Rozdział 4. Okrutny los

39 0 26
                                    

Obiektem zainteresowania wszystkich był sztylet i to nie byle jaki. Ostrze jego mieniło się w słońcu gdy rozcinało powoli skórę młodego maga. Rękojeść broni wykonana była z diamentu limonkowego, a trzymał ją sam hrabia. Wróżbita rasy czarodziei. Starzec który miał tak przymrużone oczy, że ledwo cokolwiek widział. Jego wyraz twarzy wskazywał na niezadowolenie. Ubrany w wielką suknie uszytą z jedwabiu, miał na sobie koronę z czterech złotych liści palmowych. Za magiem przy kości stali jeszcze dwaj ochroniarze. Jeden trzymał artefakt stary jak świat – koronę cierniową, która zaraz miała pojawić się na głowię pierwszego sprawdzanego. Drugi za to dzidę zakończoną złotym ostrzem większym od samej Kylven. Budziło to postrach, oj budziło. Zwłaszcza kiedy wiadomo było do czego narzędzie służyło.

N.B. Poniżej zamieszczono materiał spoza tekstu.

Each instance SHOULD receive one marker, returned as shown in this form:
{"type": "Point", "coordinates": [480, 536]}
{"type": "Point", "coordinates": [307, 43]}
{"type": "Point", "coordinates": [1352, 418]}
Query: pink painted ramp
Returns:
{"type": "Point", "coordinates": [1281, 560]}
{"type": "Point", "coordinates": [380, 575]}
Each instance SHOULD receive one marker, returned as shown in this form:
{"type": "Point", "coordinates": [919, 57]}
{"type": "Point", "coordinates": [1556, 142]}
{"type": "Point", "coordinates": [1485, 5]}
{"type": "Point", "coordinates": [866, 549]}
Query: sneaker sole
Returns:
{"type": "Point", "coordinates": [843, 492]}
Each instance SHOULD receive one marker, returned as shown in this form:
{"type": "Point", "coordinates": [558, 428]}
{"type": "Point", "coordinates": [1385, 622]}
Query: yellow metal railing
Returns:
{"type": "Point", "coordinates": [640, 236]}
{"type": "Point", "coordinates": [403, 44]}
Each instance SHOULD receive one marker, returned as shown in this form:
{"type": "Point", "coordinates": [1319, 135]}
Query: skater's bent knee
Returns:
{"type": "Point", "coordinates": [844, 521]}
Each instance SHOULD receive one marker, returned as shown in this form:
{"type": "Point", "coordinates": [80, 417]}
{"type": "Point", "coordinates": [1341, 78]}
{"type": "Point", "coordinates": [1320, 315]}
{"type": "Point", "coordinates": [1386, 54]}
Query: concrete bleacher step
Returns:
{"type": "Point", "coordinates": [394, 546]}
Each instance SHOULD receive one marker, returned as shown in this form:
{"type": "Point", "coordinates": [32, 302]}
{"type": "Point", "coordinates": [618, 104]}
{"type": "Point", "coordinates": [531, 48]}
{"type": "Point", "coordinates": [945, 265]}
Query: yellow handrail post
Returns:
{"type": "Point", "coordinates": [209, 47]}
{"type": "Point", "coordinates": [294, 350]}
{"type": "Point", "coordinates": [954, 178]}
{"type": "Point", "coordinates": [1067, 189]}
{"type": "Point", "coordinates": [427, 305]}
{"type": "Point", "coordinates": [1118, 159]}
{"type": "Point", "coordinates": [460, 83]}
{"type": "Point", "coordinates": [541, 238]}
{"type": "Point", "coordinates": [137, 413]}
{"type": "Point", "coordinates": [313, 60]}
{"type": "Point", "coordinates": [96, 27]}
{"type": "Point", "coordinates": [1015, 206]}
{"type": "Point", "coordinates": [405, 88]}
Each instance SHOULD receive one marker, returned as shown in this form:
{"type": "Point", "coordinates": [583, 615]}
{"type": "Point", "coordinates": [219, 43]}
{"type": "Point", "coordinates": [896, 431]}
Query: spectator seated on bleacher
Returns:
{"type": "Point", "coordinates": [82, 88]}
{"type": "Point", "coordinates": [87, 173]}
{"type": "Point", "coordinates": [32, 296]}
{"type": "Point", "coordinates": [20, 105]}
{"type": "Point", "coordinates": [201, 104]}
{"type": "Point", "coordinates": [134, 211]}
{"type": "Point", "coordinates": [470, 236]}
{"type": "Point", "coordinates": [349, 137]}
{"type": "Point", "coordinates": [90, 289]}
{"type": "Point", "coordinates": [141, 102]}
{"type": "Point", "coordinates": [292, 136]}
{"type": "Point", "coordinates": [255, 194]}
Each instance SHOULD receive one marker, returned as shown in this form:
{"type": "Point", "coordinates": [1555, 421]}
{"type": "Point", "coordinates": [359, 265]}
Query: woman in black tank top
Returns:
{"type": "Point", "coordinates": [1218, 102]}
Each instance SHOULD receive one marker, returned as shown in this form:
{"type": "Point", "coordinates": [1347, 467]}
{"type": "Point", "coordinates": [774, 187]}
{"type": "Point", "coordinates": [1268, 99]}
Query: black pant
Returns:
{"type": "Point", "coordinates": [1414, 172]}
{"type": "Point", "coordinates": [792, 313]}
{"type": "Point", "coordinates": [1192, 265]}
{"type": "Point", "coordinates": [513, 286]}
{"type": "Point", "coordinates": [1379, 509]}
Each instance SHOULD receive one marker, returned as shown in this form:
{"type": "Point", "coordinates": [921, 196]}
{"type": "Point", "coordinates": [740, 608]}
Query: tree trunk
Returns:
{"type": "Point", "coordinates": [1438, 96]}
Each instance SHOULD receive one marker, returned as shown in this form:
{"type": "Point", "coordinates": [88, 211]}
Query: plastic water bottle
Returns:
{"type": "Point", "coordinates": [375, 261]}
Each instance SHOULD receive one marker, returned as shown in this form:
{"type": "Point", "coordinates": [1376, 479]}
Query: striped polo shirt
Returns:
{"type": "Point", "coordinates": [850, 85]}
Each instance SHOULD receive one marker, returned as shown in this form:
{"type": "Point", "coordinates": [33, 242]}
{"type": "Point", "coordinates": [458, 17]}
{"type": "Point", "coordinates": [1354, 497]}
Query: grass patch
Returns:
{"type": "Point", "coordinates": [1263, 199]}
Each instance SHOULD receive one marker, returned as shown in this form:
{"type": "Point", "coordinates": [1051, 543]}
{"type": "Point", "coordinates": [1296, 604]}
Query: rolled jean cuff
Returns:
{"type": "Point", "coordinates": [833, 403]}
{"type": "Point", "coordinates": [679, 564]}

Kiedy sztylet swoim blaskiem lekko oślepił starca, ten odsunął narzędzie od dłoni Sergyego. Po skórze żółtowłosego kapała powoli gęsta krew. Wylewała się z rany jaką mędrzec wykonał przy pomocy świętego narzędzia. Od wielu wieków to właśnie ten sztylet – znany jako „Ostrze Latraxy" był używany do odprawiania rytuału.

Latraxa w mitologii magów, była najpotężniejszą boginią ciepła i dobra. Patronką młodych, dopiero uczących się dzieci. Przypowieści o niej, rodzice opowiadali swoim pociechą przed snem, aby potężny byt trzymał ich w swoich objęciach i chronił przed koszmarami. Przez wiele przekonań, o tym jak czyste serce miała Latraxa – uhonorowano ją jako patronkę święta i nazwano sztylet jej imieniem. Mieszkańcy wioski wierzyli, że dzięki temu przy nacięciu skóry na zewnątrz wypłyną złe siły ujawniając – kto włada jaką magią.

Jeden z ochroniarzy, na znak od mędrca podszedł powoli do Sergyego z koroną cierniową w rękach. Artefakt ten był już stary jak świat, ale dzięki magicznym zaklęciom dalej trzymał się w dobrym stanie. Wszyscy patrzyli osłupiale na ręce mężczyzny, które z każdą sekundą znajdowały się bliżej głowy chłopaka.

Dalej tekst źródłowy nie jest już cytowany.